The exhibition at the Architecture Museum consists, on one hand, of objects that are a product of the architectural process, that is, part of the developing architecture, always referring to it and therefore never entirely autonomous.
However, these objects – models, drawings and plans – undergo a modification of their documentary, independent status by being brought together in such fashion that a new form emerges, a form that makes the essence of the architecture (a physical presence that is somewhere outside) tangible, enabling us to perceive the absent form as a mental construct.
The space for the exhibition of these objects is the building of the Architecture Museum in Basel, whose outstanding architectural quality is defined by the fragile, glass shell of the façade.
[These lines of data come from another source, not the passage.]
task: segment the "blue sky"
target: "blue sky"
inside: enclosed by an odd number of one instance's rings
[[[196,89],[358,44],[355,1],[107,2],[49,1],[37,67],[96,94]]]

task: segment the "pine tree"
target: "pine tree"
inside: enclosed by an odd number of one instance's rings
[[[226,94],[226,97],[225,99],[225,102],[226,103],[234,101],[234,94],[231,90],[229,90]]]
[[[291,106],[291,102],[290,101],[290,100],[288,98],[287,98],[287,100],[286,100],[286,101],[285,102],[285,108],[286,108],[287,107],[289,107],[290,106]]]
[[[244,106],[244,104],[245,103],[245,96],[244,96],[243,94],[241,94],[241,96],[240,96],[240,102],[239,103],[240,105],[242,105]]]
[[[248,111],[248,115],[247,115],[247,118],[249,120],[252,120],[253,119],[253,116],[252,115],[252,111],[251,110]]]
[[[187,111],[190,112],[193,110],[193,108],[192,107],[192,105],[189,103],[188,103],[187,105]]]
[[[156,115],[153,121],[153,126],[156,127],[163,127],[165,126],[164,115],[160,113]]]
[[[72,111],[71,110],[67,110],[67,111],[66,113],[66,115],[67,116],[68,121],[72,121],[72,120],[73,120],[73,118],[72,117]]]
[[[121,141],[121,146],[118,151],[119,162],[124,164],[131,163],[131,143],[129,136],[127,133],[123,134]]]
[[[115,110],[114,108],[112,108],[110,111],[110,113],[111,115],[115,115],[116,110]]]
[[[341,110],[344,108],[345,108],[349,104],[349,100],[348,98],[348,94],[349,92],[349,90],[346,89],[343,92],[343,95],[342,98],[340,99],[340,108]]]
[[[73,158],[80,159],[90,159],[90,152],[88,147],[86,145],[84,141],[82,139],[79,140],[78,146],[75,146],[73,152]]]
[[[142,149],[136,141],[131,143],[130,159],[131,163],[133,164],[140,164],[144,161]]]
Silkscreens were printed on the glazing, each of them custom-made for the exhibition to match the size of the steel-framed windows of the building. They engage with the building and become part of it, not so much because of the actual, physical print but rather because of the potential of the cropped images to relate to their surroundings. Similarly, the images do not focus on the familiar perspectival rendition of real architecture, but rather on the intrinsic idea underlying these architectural realities.
We deliberately avoided the pitfall of an exhaustive representation of each project; straightforward, supposedly complete "legibility" (whose didactic value is questionable) was not our priority. We were more interested in connecting than in separating our projects, more interested in looking at them from a new vantage point and apprehending them in the larger context. Thus, the images and the white silkscreens on the glazing of the façade become an architectural work in their own right, so much so that they no longer need the architecture outside, although they are inconceivable without it.
A related approach in a different medium is demonstrated by Helmut Federle’s painting The Face (1982), on loan from the artist and on view in the architecturally defined space of the exhibition.